I'm having a problem with the WOL (Wake-On-Lan) feature in the ASUS A8V Deluxe.

I'm replacing a small PC lab of 20 computers equipped with ASUS A7V8X and AMD Athlon 2400+ processors, with ASUS A8V Deluxe and AMD Athlon64 3000+ processors.

The system requires the WOL feature to be available since the boot process depends on it.

Individual machine configuration:
Motherboard: ASUS A8V Deluxe
Processor: AMD Athlon64 3000+
Memory: DDR400 VDATA 512M (1 DIMM)
Hard Disk: Seagate Barracuda 7200.7 80 GB
Graphic Card: XFX nVidia GeForce FX 5900 XT 128 MB
Power Supply Unit: Q-TEC 450W Dual Fan

BIOS configuration (only what was changed from default after clear of the CMOS):
Primary Master: AUTO (others disabled)
Cool N'Quiet: Enabled
SATA: Disabled, Promise: Disabled, LAN Boot ROM: Enabled,
Serial and Parallel Ports: Disabled
PnP OS: Yes
Speech Post Reporter: Disabled
Power On PCI Device: Enabled
Hit 'DEL' Message Display: Disabled
1st Boot Device: Yukon PXE, (others disabled)

This configuration was tested with BIOS versions 1008 (shipped with the motherboards), 1009 Beta 5 and 1009 Beta 6, without result.

The Boot ROM is working since if we power up the machines by hand it will take over and remote boot, what isn't working is the WOL feature of the board. The RJ-45 cables seem to be working OK (since they are the same used with the A7V8X boards and the lights came up at the Switch/Hub and at the board, even when it is powered down) so my guess is with the WOL implementation.

Can anyone help/suggest me? It was a considerable cost we had with the upgrade and now we are stuck with this tiny thing.

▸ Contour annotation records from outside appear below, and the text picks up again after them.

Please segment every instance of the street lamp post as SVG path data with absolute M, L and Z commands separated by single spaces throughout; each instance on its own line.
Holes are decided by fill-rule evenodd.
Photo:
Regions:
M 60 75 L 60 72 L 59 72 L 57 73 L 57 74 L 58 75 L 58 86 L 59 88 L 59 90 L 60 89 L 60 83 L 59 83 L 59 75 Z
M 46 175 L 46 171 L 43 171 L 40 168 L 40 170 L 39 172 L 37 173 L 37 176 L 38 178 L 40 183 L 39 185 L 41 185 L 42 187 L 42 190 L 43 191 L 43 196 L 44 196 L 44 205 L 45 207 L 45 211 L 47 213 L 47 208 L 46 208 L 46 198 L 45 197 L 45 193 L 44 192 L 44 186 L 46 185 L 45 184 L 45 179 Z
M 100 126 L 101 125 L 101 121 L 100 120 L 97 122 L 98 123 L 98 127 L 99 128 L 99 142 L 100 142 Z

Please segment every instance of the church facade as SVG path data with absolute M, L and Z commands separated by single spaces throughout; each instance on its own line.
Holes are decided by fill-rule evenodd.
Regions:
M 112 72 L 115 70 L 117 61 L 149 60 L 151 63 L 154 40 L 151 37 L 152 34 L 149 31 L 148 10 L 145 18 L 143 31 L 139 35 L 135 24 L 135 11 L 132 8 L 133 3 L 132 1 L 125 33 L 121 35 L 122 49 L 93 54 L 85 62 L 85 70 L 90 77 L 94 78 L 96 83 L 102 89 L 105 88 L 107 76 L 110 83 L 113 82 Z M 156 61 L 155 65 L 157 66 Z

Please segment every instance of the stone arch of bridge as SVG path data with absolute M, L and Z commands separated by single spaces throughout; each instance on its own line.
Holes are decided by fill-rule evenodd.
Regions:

Any help whould be appreciated,


----------



## PROUDX (Jan 20, 2005)

*I Got Wol Working On The A8v*

i used the marvell network configration properties in windows xp. i changed a default property of enabled wol from shutdown to on. by default it is off. and i enabled wol to respond to magic packet only. i also enabled wake on pci in the bios.

works like a charm.


----------